Enzymatic substrate selectivity is critical for the precise control of metabolic pathways. In cases where chemically related substrates are present inside cells, robust mechanisms of substrate selectivity are required. Here, we report the mechanism utilized for catalytic ATP versus GTP selectivity during adenylate kinase (Adk) -mediated phosphorylation of AMP. Using NMR spectroscopy we found that while Adk adopts a catalytically competent and closed structural state in complex with ATP, the enzyme is arrested in a catalytically inhibited and open state in complex with GTP. X-ray crystallography experiments revealed that the interaction interfaces supporting ATP and GTP recognition, in part, are mediated by coinciding residues. The mechanism provides an atomic view on how the cellular GTP pool is protected from Adk turnover, which is important because GTP has many specialized cellular functions.
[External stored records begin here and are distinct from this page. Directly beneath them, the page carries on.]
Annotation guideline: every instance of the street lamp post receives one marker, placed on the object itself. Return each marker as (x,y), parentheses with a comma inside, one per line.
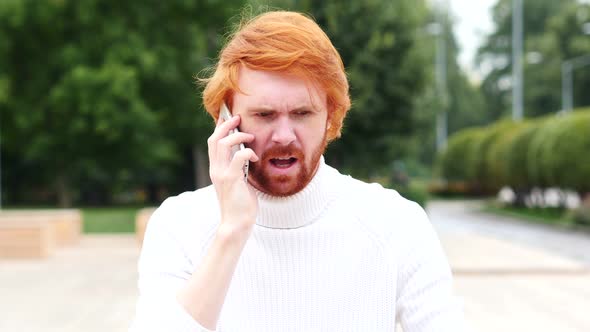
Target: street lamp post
(567,80)
(517,103)
(441,79)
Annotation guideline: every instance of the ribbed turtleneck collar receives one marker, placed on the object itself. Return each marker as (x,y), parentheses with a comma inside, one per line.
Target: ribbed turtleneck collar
(302,208)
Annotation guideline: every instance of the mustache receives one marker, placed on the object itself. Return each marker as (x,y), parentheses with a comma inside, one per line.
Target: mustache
(282,152)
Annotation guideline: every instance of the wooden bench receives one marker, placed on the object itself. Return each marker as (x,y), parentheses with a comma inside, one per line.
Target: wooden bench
(25,237)
(141,220)
(35,233)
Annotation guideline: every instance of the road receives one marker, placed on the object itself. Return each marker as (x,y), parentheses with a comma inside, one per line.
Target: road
(510,275)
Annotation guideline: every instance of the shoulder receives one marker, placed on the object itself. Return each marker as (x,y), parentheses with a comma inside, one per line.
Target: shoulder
(190,214)
(384,211)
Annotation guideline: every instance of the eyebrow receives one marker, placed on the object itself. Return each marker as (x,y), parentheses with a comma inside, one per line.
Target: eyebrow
(271,109)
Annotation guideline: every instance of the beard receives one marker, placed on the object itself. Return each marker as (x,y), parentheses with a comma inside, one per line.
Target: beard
(285,185)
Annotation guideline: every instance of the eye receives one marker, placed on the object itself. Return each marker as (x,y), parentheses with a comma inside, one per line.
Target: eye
(302,113)
(264,114)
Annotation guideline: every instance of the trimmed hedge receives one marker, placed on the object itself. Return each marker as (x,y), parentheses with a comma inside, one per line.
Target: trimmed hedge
(543,152)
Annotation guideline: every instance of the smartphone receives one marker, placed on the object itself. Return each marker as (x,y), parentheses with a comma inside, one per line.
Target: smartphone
(225,114)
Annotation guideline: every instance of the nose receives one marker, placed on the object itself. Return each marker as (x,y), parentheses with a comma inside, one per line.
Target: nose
(283,132)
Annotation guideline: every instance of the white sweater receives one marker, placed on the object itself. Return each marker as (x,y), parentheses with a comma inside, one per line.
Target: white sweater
(341,255)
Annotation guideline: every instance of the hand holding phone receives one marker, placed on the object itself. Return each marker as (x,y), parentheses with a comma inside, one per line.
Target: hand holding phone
(225,114)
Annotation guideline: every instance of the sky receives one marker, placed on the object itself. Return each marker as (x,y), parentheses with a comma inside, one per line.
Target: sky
(472,22)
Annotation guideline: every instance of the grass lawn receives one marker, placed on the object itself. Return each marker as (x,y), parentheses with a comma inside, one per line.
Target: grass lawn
(553,216)
(109,220)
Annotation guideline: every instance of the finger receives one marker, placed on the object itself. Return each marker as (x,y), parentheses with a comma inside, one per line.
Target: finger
(226,144)
(239,159)
(224,128)
(221,130)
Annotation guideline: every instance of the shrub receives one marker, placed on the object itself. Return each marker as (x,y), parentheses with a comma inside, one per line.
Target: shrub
(498,154)
(451,163)
(516,165)
(567,154)
(482,163)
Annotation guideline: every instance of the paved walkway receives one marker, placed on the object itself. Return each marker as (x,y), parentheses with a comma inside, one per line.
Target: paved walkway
(512,276)
(88,287)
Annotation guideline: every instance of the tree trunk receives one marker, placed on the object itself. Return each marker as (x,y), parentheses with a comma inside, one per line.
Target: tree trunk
(201,167)
(64,194)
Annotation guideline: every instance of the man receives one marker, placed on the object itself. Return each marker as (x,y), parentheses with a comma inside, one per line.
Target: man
(298,246)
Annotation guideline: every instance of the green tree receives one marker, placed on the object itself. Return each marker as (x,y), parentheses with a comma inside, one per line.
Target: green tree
(95,92)
(553,32)
(379,42)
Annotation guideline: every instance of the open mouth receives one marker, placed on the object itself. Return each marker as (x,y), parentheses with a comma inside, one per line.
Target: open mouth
(283,162)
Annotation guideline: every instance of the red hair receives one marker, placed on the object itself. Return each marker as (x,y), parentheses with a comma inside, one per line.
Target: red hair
(287,42)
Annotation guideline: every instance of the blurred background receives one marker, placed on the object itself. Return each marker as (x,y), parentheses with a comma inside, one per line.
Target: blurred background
(478,110)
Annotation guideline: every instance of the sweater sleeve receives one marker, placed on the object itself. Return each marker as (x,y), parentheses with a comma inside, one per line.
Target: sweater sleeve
(163,269)
(425,301)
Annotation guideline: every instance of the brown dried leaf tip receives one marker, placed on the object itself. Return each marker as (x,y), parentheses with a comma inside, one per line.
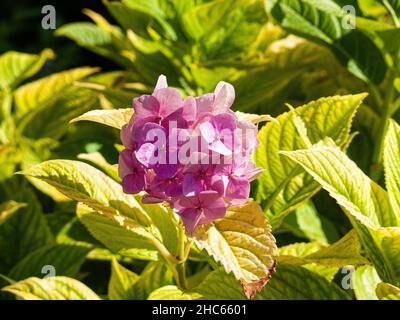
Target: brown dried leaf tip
(253,287)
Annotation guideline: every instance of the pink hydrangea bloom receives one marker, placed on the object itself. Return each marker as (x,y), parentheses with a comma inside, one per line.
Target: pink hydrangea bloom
(193,153)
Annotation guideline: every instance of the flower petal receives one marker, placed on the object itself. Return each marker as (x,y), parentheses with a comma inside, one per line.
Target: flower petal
(191,218)
(219,147)
(224,97)
(170,100)
(208,131)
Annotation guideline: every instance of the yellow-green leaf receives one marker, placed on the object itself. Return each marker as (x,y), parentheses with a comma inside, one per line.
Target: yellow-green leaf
(391,159)
(52,288)
(365,203)
(254,118)
(284,185)
(115,118)
(365,279)
(82,182)
(121,282)
(17,66)
(46,90)
(346,251)
(242,242)
(171,293)
(386,291)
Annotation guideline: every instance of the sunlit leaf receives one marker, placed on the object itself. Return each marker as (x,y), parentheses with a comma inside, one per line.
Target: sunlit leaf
(52,288)
(242,242)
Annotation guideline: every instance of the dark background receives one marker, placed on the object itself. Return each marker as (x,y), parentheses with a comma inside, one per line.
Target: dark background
(21,30)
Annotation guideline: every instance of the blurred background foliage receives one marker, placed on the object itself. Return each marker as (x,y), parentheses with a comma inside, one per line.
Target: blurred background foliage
(104,53)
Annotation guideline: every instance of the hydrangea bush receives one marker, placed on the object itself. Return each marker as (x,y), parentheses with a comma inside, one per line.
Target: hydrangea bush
(176,217)
(194,153)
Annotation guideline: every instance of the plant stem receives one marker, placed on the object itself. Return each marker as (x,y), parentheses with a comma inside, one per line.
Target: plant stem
(182,256)
(376,168)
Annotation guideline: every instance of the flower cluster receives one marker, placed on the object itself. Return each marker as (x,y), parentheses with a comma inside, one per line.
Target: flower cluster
(193,153)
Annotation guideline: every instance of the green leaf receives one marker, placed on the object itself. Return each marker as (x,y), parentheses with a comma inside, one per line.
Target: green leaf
(387,241)
(297,254)
(289,282)
(345,182)
(242,242)
(121,282)
(386,291)
(116,118)
(52,288)
(35,94)
(306,222)
(155,275)
(214,12)
(129,239)
(219,285)
(284,186)
(253,118)
(365,280)
(17,66)
(8,208)
(85,34)
(153,9)
(346,251)
(292,282)
(126,285)
(24,231)
(170,293)
(365,203)
(81,182)
(65,259)
(322,22)
(391,159)
(393,6)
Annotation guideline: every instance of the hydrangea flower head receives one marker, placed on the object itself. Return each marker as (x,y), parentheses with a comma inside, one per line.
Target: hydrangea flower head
(192,153)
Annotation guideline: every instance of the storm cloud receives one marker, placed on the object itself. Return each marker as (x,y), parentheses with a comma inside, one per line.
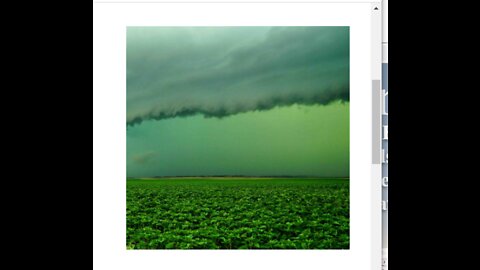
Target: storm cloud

In further support of this mechanism, a structure-function analysis enabled by synthesis of ATP analogs suggests that a hydrogen bond between the adenine moiety and the backbone of the enzyme is vital for ATP selectivity. The importance of the hydrogen bond for substrate selectivity is likely general given the conservation of its location and orientation across the family of eukaryotic protein kinases.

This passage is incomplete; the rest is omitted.